Nous sommes tous un peu déprimés. Voici bientôt 10 jours que nous sommes sans nouvelles de nos familles; et la monotonie de ce parcours nous pèse un peu. Les gens boivent de l'alcool pour se consoler. Un chauffeur a eu tout-à-l'heure une syncope (il fait entre 55 et 60 degrés au poste central des machines); un autre parait saoûl: il aurait bu du pinard sur toute la journée pour étancher sa soif.

Au carré nous prenons des cocktails. Nous faisons bonne chère, notre cuisinier est épatant: il faut goûter ses oeufs à la gelée truffée! Le Vouvray continue à exploser, nous nous pressons de le boire. A ce régime là, les congestions du foie ne tarderont pas.

Le commissaire S. est toujours affolé par ses vivres et ses légumes; le carnet à la main il court à travers le bateau: il a interrompu nos conversations psychanalytiques et s'est borné à me donner à feuilleter ses romans et ses poèmes dans lesquels il célèbre sa souffrance de solitude et sa peur de l'amour... Mais son nouveau métier, pour lequel il n'est nullement fait, l'absorbe tellement qu'on ne le voit plus.

Jeudi 25 Juin. Mer Rouge

Au branle-bas, un soleil éblouissant se projette sur mon lit. Il va faire tiède. La mer est assez houleuse, nous roulons assez. Cependant la lumière est aveuglante.- Rien en vue: le ciel et l'eau. On rapelle au poste de combat à 8h. Une heure de fournaise. Puis promenade sur le pont où il fait bon. Plus d'horizon: nous sommes en pleine mer. Je vais chez l'Amiral et je masse le Commandant à 11h. La salle de bain fontionne, surtout en ce qui concerne l'eau salée.
Navigation monotone sur une mer un peu agitée et sous un soleil fulgurant.
Je travaille avec plaisir à
mon livre sur l'Instinct. A midi nous déjeunons avec 2 invités du Carré des Officiers. Diner au Vouvray pour changer. Les heures passent. Nuit chaude et calme.

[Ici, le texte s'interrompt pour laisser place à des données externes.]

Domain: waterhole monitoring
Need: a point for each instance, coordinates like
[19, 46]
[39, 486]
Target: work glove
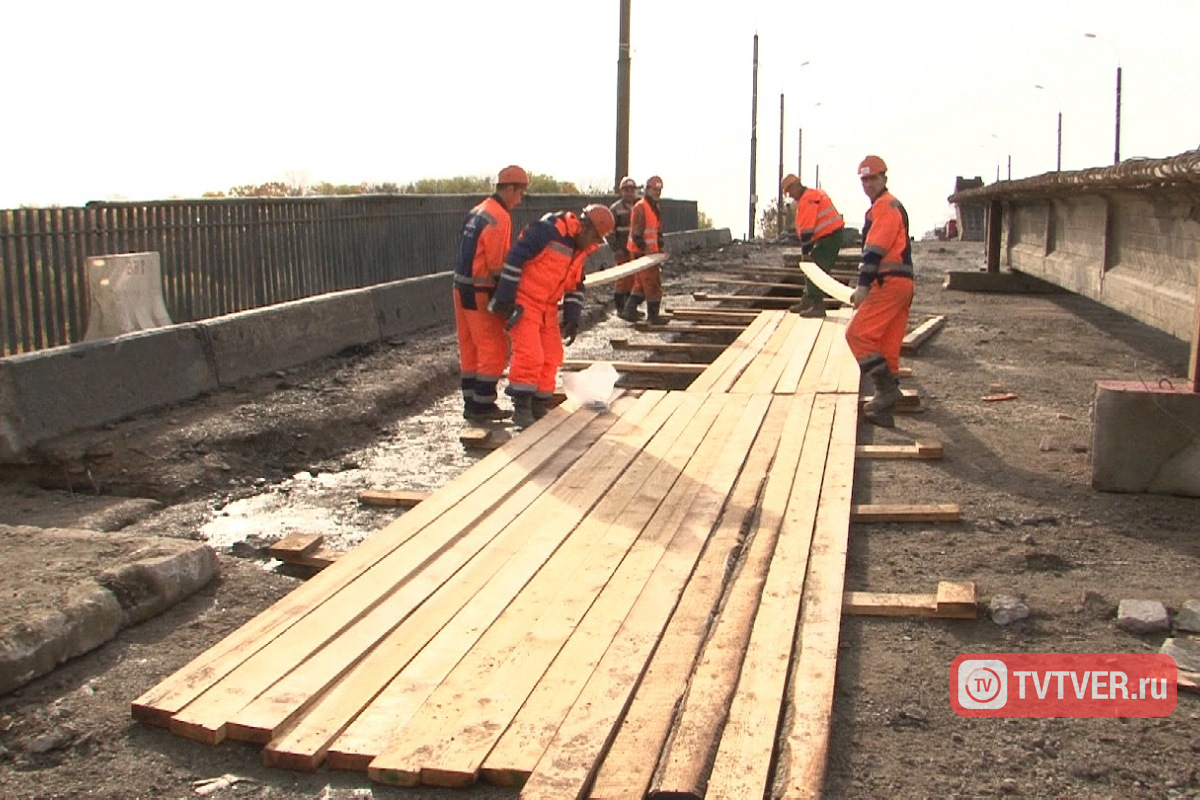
[501, 307]
[569, 330]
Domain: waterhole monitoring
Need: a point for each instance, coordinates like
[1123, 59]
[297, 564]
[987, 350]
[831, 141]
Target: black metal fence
[233, 254]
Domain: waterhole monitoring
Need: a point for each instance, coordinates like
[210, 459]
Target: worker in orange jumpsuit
[820, 229]
[483, 346]
[618, 240]
[646, 238]
[543, 269]
[883, 295]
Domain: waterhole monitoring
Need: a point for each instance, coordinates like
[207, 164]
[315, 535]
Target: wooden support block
[922, 450]
[393, 498]
[905, 512]
[484, 438]
[952, 601]
[921, 335]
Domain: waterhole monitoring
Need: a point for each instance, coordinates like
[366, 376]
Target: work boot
[484, 411]
[653, 312]
[630, 313]
[522, 410]
[887, 391]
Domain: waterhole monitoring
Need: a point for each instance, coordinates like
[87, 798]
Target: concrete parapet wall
[1145, 438]
[52, 392]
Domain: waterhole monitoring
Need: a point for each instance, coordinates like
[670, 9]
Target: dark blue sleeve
[532, 241]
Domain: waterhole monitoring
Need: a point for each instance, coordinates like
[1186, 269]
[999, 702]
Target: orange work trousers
[537, 352]
[877, 328]
[483, 344]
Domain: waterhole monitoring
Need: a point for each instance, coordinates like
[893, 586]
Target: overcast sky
[129, 100]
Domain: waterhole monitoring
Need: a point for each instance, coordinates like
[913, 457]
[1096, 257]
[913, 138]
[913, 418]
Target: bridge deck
[607, 606]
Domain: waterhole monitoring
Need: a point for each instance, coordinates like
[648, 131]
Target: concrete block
[1145, 438]
[409, 305]
[264, 340]
[51, 392]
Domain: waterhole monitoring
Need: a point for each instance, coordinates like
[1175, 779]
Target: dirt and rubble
[292, 451]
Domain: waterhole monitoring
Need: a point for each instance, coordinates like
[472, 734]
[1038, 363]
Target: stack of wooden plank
[609, 606]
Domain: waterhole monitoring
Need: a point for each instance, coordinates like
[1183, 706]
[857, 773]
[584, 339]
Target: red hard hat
[600, 217]
[513, 174]
[871, 166]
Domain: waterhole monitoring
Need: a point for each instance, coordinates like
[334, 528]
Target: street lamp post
[1059, 158]
[1116, 145]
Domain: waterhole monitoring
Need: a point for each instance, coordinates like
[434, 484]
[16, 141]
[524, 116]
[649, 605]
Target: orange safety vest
[486, 235]
[886, 244]
[645, 226]
[816, 216]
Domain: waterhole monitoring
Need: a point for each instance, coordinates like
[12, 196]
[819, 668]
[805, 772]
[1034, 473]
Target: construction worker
[646, 238]
[820, 229]
[883, 295]
[619, 239]
[483, 344]
[544, 268]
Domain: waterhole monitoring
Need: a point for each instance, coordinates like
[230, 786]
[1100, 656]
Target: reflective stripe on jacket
[486, 235]
[545, 266]
[816, 216]
[645, 228]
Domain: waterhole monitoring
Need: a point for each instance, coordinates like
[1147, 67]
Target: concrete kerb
[89, 612]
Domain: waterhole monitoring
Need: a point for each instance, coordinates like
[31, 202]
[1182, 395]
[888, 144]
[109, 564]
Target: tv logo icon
[983, 684]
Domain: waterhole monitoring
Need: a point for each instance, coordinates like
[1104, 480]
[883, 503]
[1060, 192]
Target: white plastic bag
[592, 388]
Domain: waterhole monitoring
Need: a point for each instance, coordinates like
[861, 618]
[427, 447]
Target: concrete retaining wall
[51, 392]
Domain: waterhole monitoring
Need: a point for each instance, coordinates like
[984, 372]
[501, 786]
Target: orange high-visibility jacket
[486, 236]
[816, 216]
[645, 228]
[886, 246]
[545, 266]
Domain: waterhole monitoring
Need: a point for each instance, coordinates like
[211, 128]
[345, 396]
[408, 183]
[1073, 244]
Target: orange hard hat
[513, 174]
[871, 166]
[600, 217]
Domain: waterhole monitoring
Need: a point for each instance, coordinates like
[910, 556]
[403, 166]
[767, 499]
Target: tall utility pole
[754, 138]
[779, 181]
[622, 95]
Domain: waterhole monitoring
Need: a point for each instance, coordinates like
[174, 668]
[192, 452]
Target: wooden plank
[571, 759]
[699, 348]
[663, 554]
[921, 335]
[801, 773]
[921, 450]
[654, 367]
[739, 769]
[557, 512]
[905, 512]
[687, 757]
[393, 498]
[612, 274]
[629, 764]
[505, 467]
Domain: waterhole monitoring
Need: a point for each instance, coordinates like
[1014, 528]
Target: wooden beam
[921, 335]
[666, 347]
[921, 450]
[657, 367]
[391, 498]
[905, 512]
[952, 601]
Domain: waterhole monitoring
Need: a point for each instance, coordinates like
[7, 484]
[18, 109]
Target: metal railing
[223, 256]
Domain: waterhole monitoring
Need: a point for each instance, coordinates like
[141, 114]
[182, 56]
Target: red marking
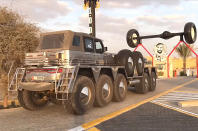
[45, 70]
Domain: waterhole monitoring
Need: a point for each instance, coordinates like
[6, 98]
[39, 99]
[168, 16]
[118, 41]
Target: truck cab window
[99, 47]
[89, 46]
[76, 41]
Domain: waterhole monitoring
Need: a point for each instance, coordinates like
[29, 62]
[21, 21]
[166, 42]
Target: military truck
[74, 69]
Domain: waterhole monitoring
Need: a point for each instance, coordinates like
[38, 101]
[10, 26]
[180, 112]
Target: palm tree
[92, 4]
[184, 52]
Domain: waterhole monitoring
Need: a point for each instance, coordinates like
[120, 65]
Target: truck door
[89, 57]
[99, 50]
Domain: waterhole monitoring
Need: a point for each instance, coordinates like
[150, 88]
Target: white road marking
[174, 108]
[178, 96]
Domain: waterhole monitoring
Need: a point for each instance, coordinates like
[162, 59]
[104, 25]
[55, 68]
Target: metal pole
[92, 26]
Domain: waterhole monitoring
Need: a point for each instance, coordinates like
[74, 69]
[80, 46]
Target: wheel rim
[38, 98]
[134, 40]
[130, 63]
[85, 95]
[105, 91]
[122, 88]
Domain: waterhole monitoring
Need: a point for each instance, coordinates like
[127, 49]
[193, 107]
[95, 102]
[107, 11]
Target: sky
[113, 19]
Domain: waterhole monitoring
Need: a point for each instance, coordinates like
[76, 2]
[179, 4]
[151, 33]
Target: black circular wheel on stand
[131, 38]
[83, 96]
[139, 62]
[143, 86]
[104, 90]
[153, 78]
[120, 88]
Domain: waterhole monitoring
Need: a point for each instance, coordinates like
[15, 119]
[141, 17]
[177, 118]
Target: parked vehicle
[74, 69]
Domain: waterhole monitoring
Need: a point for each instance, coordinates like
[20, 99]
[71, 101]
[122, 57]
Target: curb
[11, 104]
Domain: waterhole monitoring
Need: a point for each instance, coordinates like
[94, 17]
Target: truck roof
[67, 32]
[67, 42]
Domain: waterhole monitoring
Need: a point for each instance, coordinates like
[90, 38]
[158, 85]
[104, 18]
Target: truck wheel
[120, 88]
[20, 99]
[125, 58]
[83, 95]
[143, 86]
[139, 62]
[153, 81]
[31, 100]
[104, 90]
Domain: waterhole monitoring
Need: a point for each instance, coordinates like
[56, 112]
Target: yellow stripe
[188, 103]
[114, 114]
[193, 92]
[176, 109]
[93, 129]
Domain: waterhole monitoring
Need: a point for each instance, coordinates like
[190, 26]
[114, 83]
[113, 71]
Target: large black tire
[104, 96]
[78, 102]
[20, 99]
[31, 100]
[153, 78]
[120, 88]
[125, 58]
[139, 62]
[143, 86]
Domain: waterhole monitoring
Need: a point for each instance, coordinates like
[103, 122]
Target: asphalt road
[55, 117]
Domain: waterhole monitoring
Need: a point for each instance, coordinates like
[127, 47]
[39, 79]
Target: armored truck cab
[74, 69]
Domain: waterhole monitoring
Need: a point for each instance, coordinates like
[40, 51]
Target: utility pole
[92, 4]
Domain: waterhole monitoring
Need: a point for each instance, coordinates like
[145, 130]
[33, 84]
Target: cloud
[133, 3]
[38, 10]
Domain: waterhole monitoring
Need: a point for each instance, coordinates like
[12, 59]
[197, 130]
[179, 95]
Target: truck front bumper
[34, 86]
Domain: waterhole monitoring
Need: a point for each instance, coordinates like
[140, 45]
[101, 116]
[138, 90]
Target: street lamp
[92, 4]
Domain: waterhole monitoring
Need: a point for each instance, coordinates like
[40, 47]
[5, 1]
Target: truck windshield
[52, 41]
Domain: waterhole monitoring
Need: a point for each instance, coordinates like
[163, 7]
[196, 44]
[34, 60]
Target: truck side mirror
[105, 49]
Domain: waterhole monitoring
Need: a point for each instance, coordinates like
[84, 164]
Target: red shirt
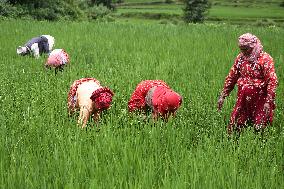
[137, 100]
[260, 75]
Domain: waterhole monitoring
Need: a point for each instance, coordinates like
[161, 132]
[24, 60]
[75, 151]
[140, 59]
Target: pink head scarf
[102, 98]
[166, 101]
[250, 41]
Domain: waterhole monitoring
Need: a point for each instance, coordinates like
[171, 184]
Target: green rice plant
[42, 148]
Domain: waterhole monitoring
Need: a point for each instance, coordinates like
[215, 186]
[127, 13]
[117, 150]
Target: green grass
[42, 148]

Vendredi 26 Juin. Mer Rouge

Je me réveille en sueur quoique étant dépourvu de tout autre vêtement qu'une mince couche de laine sur le ventre. Il fait tiède! Très légère houle sans brise; nous sommes au milieu de la Mer Rouge. Un ?? nous informe que nous passerons 3 jours à Djibouti.

Beaucoup de monde à la visite. Beaucoup de chauffeurs et de soutiers fatigués: flageolant sur leurs jambes, avec mal de tête et faciès pâle.- L'Amiral va mieux.

Malgré la chaleur je me sens assez actif et je travaille. C'est seulement lorsque je pense à la femme et aux gosses dont je suis sans nouvelle possible, que ça ne va plus. Mes livres sont une précieuse distraction.

L'après-midi c'est vraiment la grosse chaleur: Je suis abruti et je sue sans rien faire, tout nu, comme une éponge. Toutes les heures, friction à l'eau de Cologne. C'est long, cette mer rouge: Dehors un soleil de feu, qui étourdit. Une soif continuelle nous tourmente: Des litres de citronnade, au carré, disparaissent. Les gens ont la cliche. Je résiste. La soirée s'achève dans la lassitude moite. Après dîner, une petite brise survient à tribord: Enfin! Nous renaissons. Dans ma chambre la température s'abaisse de 38-40 à 26 degrés.

Samedi 27 Juin. Mer Rouge

Réveil le matin à 6h pour une journée de chaleur pénible . Je suis en nage, mes draps humides comme des éponges. Soleil fulgurant. Pas de brise. C'est le jour de l'inspection du Commandant. Malgré les rouspétances dissimulées il nous traine partout. Dans les entrepôts inférieurs, il s'arrête à des détails, engueule éperdument les vieux Maîtres et pendant ce temps le "cortège" stationne de longs quarts d'heure dans des endroits où montent de la machine des atmosphères de four ardent.

A la fin, tout le monde s'éponge et donne libre cours à sa rouspétance. Au carré des o. subalternes, Saunier, le président, m'a fait préparer un consommé à la glace. Que c'est bon! Le moral est heureusement excellent. Notre carré est une serre chaude. Après déjeuner, sieste en sueur sous mon ventilateur un peu trop sonore. Après je me mets au travail mais j'ai peine à trouver quelques idées. Je la connais maintenant, cette Mer Rouge!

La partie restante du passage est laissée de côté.